Por Emilio Antilef

Las restricciones sacan lo mejor y lo peor de lo nuestro y, por supuesto, hace notar el contradictorio espíritu guachaca y republicano que todos llevamos dentro. Así, mientras muchos se esfuerzan por cumplir puntillosamente el rigor de la cuarentena, otros ponen el mismo esfuerzo en evadirla. Los motivos son diversos. En estas recientes semanas de mayo y abril, por ejemplo, hubo harto llamado a reunirse para manifestaciones, paros y campañas. A algunos, este asuntito de la cuarentena y sus desmanes les afecta el espíritu santo y los convoca a violar leyes con tal de juntarse a hacer avivamiento en masa, como suelen producirlo esas almas creyentes que rezan por ti y por mí. Y cuando abren una feria, un mercado o mall, desde Patronato a Lo Valledor, del Apumanque a La Vega, el público salta como si no hubiera un mañana o una vida que cuidar. Hasta las autoridades hablaron en cierto momento de “nueva normalidad” e hicieron llamados a volver a juntarse con amigos para un cafecito, claro que siempre guardando las distancias.

Pero si hay algo que emerge con fuerza al primer descuido de la repre es ese espíritu guachaca que nos empuja a celebrar, al bailoteo, al sobajeo múltiple que solo se da en una pista de baile. Las cifras lo comprueban y así cuenta la noticia de aquella fiesta en Maipú que, con el solo pretexto de celebrar, en plena cuarentena reúne casi medio millar de feligreses del placer y el baile. A todas luces, una convocatoria mucho más multitudinaria que las manifestaciones, misas y demás juntaciones con que los compatriotas han querido burlar restricciones.

Y es que esto no es nuevo. Desde la Colonia, los chilenos hemos sido buenos para desafiar toques de queda y regulaciones varias. Antes, nuestros ancestros guachacas solían juntarse en bacanales que llamaban “picholeos” y que se hacían mientras la oficialidad cuidaba que las calles se mantuvieran vacías en tiempos de castigo, por catástrofe o alteración política. El picholeo era carrete puro, brindis con mistela, bailes de ricos y pobres (la novela Martín Rivas es detallista para hablar de ellos, incluso como escenario de romances) donde el alojamiento corría por cuenta del dueño de casa.

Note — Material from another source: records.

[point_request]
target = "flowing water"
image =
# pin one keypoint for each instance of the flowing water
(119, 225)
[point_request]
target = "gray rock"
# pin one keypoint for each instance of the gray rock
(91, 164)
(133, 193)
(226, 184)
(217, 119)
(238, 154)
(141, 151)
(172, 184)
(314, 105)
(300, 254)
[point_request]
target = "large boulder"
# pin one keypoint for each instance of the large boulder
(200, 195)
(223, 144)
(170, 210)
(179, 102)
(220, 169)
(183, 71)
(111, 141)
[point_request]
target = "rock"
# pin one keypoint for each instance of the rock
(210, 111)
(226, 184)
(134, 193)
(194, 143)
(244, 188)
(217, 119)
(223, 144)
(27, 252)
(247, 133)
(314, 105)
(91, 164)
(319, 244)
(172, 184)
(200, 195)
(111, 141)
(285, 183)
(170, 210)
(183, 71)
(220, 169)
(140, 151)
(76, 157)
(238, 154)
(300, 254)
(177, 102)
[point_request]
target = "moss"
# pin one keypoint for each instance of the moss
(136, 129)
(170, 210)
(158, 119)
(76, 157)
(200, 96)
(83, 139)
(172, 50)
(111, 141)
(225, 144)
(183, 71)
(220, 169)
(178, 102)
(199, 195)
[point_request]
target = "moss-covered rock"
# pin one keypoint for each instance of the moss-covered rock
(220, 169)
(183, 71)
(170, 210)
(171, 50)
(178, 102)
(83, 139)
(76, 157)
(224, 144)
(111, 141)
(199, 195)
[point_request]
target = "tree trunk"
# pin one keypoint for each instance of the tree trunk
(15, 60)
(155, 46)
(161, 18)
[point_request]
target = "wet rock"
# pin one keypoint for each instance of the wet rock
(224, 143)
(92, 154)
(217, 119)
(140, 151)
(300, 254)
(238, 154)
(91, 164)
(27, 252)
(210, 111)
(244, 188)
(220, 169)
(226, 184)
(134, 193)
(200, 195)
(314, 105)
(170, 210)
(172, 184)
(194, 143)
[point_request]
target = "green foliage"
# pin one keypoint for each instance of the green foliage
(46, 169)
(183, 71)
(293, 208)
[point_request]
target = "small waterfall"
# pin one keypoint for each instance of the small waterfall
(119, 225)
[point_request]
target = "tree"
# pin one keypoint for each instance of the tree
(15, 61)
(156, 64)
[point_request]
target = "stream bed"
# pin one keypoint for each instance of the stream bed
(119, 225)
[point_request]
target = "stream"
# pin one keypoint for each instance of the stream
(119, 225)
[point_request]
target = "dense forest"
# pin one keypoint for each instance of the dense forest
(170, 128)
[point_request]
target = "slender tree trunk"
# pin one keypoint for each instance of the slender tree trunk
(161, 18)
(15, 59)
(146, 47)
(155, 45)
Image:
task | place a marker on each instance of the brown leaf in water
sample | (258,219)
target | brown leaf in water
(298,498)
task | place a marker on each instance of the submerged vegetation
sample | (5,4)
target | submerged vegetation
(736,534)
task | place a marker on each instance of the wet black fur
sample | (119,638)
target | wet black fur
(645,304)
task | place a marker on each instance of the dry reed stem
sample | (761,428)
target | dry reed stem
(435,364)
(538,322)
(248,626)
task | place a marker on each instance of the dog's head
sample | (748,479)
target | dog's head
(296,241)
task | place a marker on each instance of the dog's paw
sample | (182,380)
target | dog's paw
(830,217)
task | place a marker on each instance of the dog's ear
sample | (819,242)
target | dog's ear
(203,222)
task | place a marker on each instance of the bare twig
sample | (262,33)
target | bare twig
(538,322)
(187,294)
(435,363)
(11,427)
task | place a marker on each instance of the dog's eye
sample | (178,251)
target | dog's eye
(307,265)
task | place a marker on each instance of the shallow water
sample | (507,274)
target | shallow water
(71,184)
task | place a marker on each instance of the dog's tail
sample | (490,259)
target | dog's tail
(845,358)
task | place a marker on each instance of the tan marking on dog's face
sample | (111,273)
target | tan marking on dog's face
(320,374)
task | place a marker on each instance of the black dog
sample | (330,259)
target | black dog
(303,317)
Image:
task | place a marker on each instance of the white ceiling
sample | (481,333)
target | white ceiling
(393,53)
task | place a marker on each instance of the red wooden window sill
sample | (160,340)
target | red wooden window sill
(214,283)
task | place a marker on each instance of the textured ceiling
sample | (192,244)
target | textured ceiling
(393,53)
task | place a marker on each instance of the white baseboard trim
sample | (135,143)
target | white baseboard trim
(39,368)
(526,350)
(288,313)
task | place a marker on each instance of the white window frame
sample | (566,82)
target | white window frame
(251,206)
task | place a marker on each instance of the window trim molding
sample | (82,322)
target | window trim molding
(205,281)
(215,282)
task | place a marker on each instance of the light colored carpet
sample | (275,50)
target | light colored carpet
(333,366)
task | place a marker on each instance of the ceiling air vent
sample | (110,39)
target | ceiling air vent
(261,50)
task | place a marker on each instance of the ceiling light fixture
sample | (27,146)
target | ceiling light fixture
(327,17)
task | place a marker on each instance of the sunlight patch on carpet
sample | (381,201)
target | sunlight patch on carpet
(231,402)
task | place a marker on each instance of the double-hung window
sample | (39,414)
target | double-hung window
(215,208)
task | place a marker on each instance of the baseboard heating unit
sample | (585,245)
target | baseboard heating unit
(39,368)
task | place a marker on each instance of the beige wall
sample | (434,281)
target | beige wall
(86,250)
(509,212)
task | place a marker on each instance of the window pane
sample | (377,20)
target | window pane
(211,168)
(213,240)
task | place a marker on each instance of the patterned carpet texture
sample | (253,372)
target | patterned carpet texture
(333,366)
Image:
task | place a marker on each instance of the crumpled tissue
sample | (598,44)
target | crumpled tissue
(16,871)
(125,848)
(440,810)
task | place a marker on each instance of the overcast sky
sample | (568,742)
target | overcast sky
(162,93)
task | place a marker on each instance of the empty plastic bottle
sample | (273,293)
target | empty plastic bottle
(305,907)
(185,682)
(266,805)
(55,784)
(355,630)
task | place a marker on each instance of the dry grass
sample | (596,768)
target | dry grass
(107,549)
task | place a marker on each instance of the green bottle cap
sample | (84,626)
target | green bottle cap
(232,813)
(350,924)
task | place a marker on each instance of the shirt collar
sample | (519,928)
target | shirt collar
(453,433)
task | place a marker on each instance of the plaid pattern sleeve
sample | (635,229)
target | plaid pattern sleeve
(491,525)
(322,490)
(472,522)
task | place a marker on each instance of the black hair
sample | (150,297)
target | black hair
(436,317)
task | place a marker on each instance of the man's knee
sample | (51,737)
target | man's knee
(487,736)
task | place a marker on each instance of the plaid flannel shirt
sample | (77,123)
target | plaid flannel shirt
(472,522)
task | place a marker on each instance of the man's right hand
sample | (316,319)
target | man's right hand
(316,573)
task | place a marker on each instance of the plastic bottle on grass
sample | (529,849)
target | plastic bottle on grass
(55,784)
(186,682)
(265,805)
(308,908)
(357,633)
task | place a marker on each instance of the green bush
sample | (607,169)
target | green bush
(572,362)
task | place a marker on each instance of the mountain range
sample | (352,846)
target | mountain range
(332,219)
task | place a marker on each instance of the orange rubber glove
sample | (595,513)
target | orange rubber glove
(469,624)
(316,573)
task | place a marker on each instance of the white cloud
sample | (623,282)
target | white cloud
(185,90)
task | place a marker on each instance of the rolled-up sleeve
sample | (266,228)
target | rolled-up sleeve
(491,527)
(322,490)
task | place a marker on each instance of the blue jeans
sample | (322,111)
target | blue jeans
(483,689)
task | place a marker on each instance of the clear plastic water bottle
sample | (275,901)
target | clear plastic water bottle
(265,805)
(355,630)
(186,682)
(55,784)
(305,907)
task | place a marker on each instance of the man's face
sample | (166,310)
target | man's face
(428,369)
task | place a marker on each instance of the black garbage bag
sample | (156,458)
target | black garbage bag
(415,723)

No tenemos que ir tan lejos para demostrar este culto por la celebración al borde de lo clandestino en tiempos de candados y cordones. En los 70 y 80, tuvimos que aguantar el toque de queda como el pan de nuestros días, especialmente en las noches. Por decreto militar, soportamos AÑOS de bandos que nos cercenaron la noche y en que el ambiente artístico-frívolo-sexy pudo sencillamente no existir. Pero el chileno de entonces tampoco renunció a la reunión y al sandungueo. Ahí estuvieron entonces las boites y casas tolerantes que ofrecían el show de toque a toque. O sea, el que cruzaba la puerta a las 11 pm debía aguantar hasta las 5 am, cuando se levantaba el cierre. Fue el tiempo de gloria de los locales del Padrino Aravena, El Lucifer, El Tiburón, Boite La Sirena, El Mundo y otros como el Tap Room o el Maxim, donde aguantar el toque era ley. Eran otros tiempos en que los enemigos eran visibles y no como este virus, que no le conocemos rostro y nos vuelve algo más cautos. Algo que sea, porque el asunto es que nos pican las manos y los pies por volver a zapatear y a agarrarnos de hombros y caderas , con buenos toques, pero no de queda.